In the back room, boxes, old shelving, and equipment were stacked in the warewash and storage area, which the inspector flagged as creating "possible harborage conditions." Packaged snack chips in the retail aisle were sitting on the bottom shelf, not the required six inches above the floor. Ice had built up along the interior walls of the reach-in ice cream coffin freezer.

What These Violations Mean

Operating without a valid food permit is not a paperwork technicality. It means the state has not verified that the facility meets minimum health and safety requirements, including water and sewer infrastructure, to legally sell food to the public. Anyone who bought food or drinks at this store in March 2026 was shopping at an establishment that had not cleared that threshold.

The missing handwashing sinks near food prep areas are a direct contamination risk. The slushi machine and the boiled peanut crock pot both involve food or drink that customers consume without further cooking. Without a handwashing sink nearby, employees handling those products had no compliant way to wash their hands between tasks. That is why both machines were shut down on the spot.

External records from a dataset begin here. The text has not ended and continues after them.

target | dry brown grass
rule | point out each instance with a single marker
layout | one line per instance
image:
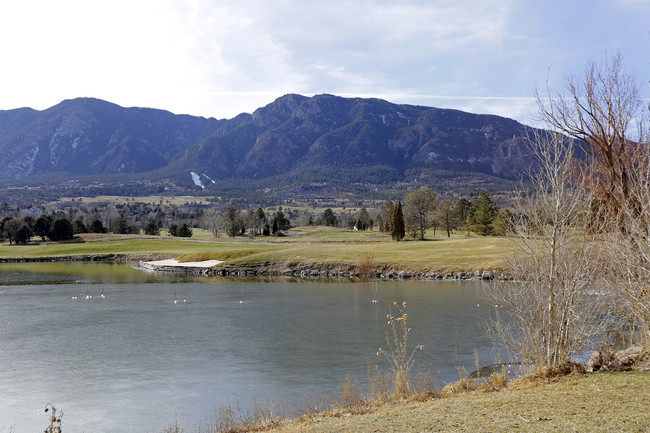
(595, 403)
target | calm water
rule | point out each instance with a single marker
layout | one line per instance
(134, 361)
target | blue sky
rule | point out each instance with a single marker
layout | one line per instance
(218, 58)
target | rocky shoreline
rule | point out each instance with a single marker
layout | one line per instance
(327, 271)
(286, 269)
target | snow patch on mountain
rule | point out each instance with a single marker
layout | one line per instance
(196, 179)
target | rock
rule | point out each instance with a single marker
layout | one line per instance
(595, 363)
(488, 275)
(629, 356)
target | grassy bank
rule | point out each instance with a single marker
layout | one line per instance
(594, 403)
(307, 245)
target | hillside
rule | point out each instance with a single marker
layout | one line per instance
(295, 141)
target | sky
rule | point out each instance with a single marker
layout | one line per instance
(219, 58)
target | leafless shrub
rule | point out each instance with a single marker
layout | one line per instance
(398, 353)
(365, 265)
(350, 397)
(55, 419)
(553, 309)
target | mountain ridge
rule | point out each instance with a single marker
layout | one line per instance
(293, 134)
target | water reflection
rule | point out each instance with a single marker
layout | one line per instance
(135, 360)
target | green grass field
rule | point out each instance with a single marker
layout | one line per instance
(305, 244)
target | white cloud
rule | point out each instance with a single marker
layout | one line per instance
(221, 57)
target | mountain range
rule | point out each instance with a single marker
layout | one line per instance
(295, 140)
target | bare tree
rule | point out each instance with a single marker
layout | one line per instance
(549, 314)
(603, 110)
(214, 221)
(418, 204)
(629, 252)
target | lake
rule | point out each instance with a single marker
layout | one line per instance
(159, 348)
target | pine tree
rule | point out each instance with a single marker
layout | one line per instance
(397, 223)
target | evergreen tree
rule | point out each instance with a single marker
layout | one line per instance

The hemp product violations carry a separate layer of concern. Florida law requires hemp edibles sold to the public to carry expiration dates, cannabinoid content per serving, and a QR code linking to lab testing results. Those requirements exist so consumers know what they are ingesting and so there is a paper trail if someone is harmed. Products shaped like cartoon characters or candy raise a specific child safety issue: state law prohibits hemp products designed to appeal to minors, and the inspector found multiple such items on the shelf.

The person in charge's inability to answer basic questions about foodborne illness reporting is a structural problem. When employees get sick and the person running the store does not know the reporting rules, sick workers can end up handling food, which is one of the most direct routes for illness to spread to customers.

The Longer Record

The March 2026 inspection was not the first time state inspectors had visited this location. FDACS records show one prior inspection on file, conducted on February 23, 2023, which turned up six violations but resulted in a "Met Inspection Requirements" outcome.

Three years later, the violation count had more than doubled, and the store was operating without a valid permit. The 2023 inspection left no documented repeat violations in the 2026 record, but the gap between the two visits, and the severity of what inspectors found on the second, suggests the intervening years did not bring the facility into stronger compliance.

None of the thirteen violations from the March 2026 inspection were corrected on site, with the exception of the hemp products the manager voluntarily discarded. The stop use orders on the slushi machine, the boiled peanut crock pot, and the warewash sink remained in place at the close of the inspection, contingent on the installation of handwashing sinks the store did not yet have.